Nearly two years ago, a mob of pro-Trump rioters ransacked the Capitol and tried to stop Congress from certifying the 2020 election results – an otherwise procedural and symbolic step to finalize the presidential election across the country. And while Congress ultimately did certify those elections, it became a watershed moment in U.S. history as lawmakers and former Vice President Pence earlier that day were taken to secure locations while rioters entered the building.
Fast forward another midterm election and one congressional inquiry later, and the House select committee investigating the Jan. 6, 2021 Capitol riot is set to release its anticipated final report today after it was initially expected to be released on Wednesday.
What's in it: The final report encompasses months of investigation and committee hearings starting last year and comes just several days after the panel held their final hearing, voting to refer former President Trump to the Justice Department on four criminal counts.
The report is expected to include eight chapters.
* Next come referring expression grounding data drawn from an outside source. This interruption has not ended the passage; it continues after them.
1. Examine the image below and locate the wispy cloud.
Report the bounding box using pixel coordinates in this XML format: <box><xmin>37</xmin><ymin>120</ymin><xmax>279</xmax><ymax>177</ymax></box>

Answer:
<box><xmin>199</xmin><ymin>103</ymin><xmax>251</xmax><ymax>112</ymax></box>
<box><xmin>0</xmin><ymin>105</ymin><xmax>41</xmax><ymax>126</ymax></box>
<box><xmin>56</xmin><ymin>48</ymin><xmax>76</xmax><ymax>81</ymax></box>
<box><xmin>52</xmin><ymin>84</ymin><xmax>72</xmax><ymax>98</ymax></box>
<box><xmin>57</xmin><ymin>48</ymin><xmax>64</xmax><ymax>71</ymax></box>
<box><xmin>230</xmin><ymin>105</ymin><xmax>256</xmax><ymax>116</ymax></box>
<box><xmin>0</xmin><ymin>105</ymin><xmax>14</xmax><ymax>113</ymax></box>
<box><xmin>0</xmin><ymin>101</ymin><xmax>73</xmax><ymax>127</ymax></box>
The panel has already released its executive summary and more than 30 witness transcripts, though many of the transcripts released include witnesses who invoked the Fifth Amendment.
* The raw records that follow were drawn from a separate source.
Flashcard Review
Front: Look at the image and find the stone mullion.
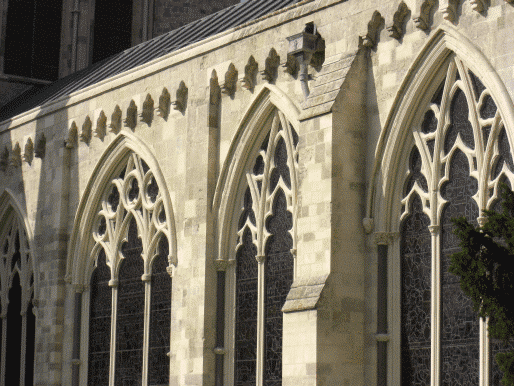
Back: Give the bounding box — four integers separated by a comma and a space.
429, 224, 440, 386
20, 312, 27, 386
477, 215, 488, 386
109, 283, 118, 386
141, 274, 151, 386
0, 317, 6, 383
255, 255, 265, 386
Members of the House select committee are confident that the Justice Department will indict the former president. The chairman of the panel, Rep. Bennie Thompson (D-Minn.) told CNN's Jake Tapper following their Monday hearing that, "if the evidence is as we presented it, I'm convinced the Justice Department will charge former President Trump. No one, including a former president, is above the law."
Response: The Justice Department isn't obligated to act on the House panel's referral. And Trump, for his part, signaled that the criminal referral to the federal government would only rally his base around him.
"These folks don't get it that when they come after me, people who love freedom rally around me. It strengthens me. What doesn't kill me makes me stronger," he said on his Truth Social on Monday, later falsely adding that he had authorized thousands of National Guard troops to be deployed to the Capitol.
He argued that "this whole business of prosecuting me is just like impeachment was — a partisan attempt to sideline me and the Republican Party."
But even members of Trump's party have grown more comfortable publicly straying from the former president.
Senate Minority Leader Mitch McConnell (R-Ky.), who was critical of Trump following the Capitol riot and has more recently ramped up his attacks against the former president, said in a statement following the panel's decision to refer Trump to the Justice Department that, "the entire nation knows who is responsible for that day. Beyond that, I don't have any immediate observations."
It comes against the backdrop of Trump's already-announced White House bid; several other criminal probes in New York and Georgia, and the Justice Department conducting their own inquiries into Trump; and as polling shows Florida Gov. Ron DeSantis (R) surging ahead of Trump in hypothetical 2024 matchups.